第3話 ファン VS 外野

「火の勢い増しとるね」


「ホンマにな……」


 七奈から衝撃的なニュースを知らされた翌日、というか今日やけど。


 私は彼女の家にお邪魔しとる。


 今までもそう。


 カフェとかご飯屋さんやったら、時間と店員さん、周りのお客さんの視線を気にしてまう。

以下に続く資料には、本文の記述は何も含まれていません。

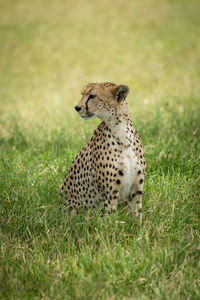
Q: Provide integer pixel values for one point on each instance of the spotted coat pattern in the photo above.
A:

 盛り上がったらどうしても無駄に注目を集めてまうからな。


 いつからか私の家に来たり、七奈の家に行ったりするようになった。


 落ち着いて話ができるし、何時間でも語り合えるし。


 関西と東京でめっちゃ距離はあるけど。


 普段推しに貢ぐために質素倹約しとるからさ。


 それに、直接会って話した方が盛り上がるやん。


 で、どっちの家に行くかは交互。


 この間は私の家やったから、今回は七奈の家やねん。


「ファンの人は冷静なんやけどなあ」


 七奈はコーヒーを、私は苦いのが苦手やからオレンジジュース。


「せやねん。騒いどんのは外野の連中や」


 新幹線でこっちに来るまでずーっとSNSや記事のコメント欄をチェックしとった。


 ファンの人たちは、「これ、彼氏って断定できないんじゃね?」「みんなと一緒にいるだけじゃん」「どこが彼氏なんだよ」などなど。


 素晴らしく冷静なコメント。


 対して樹那様のことをよく知らないであろう外野どもは、「アイドルが彼氏いるとか最低」「裏切りじゃん」「アイドル失格」。


 はい、最低なコメントの嵐。


 ついでに言うと、外野のクソコメントにファンが反論して、


「火に油を注いどるなぁ」


「反論したい気持ちはわかるんやけどね」


 七奈の意見に激しく同意。


「ほっときゃええのに」


「まぁ……傍から見たら樹那様担って、なんか宗教っぽいんよね。崇めてるやん」


「否定できへんわ」


 私が樹那様を『天使』やと思っとるのと同様に、他の樹那様担も『女神』やら『神様』ってあがたてまつっとる。


 他担から樹那様担は『信者』と呼ばれとる、はい。


「なんて言うたらえんやろ。立ってるだけやのに神秘的なオーラを感じるんよなあ」


「わからんでもない」


 頷きながら七奈は言った。


「でも、信者たちが暴走してもたらアカンやろ」


「その通りでございます」


 反論できねえ。


 私は今回一切書き込んでないけどな。


 信者としては責任を感じております。


 連帯責任、的な。


「あ、真優っちが責任感じる必要ないで。アンチコメ読んでも、頑張ってこらえてるんやろ」


「おっふ」


 変な声が出てもうたわ。


 アンタ、私の心を見透かしてるやん。


 エスパーなんか。


 って心の中で茶化しつつ、七奈の気遣いが心に染みた。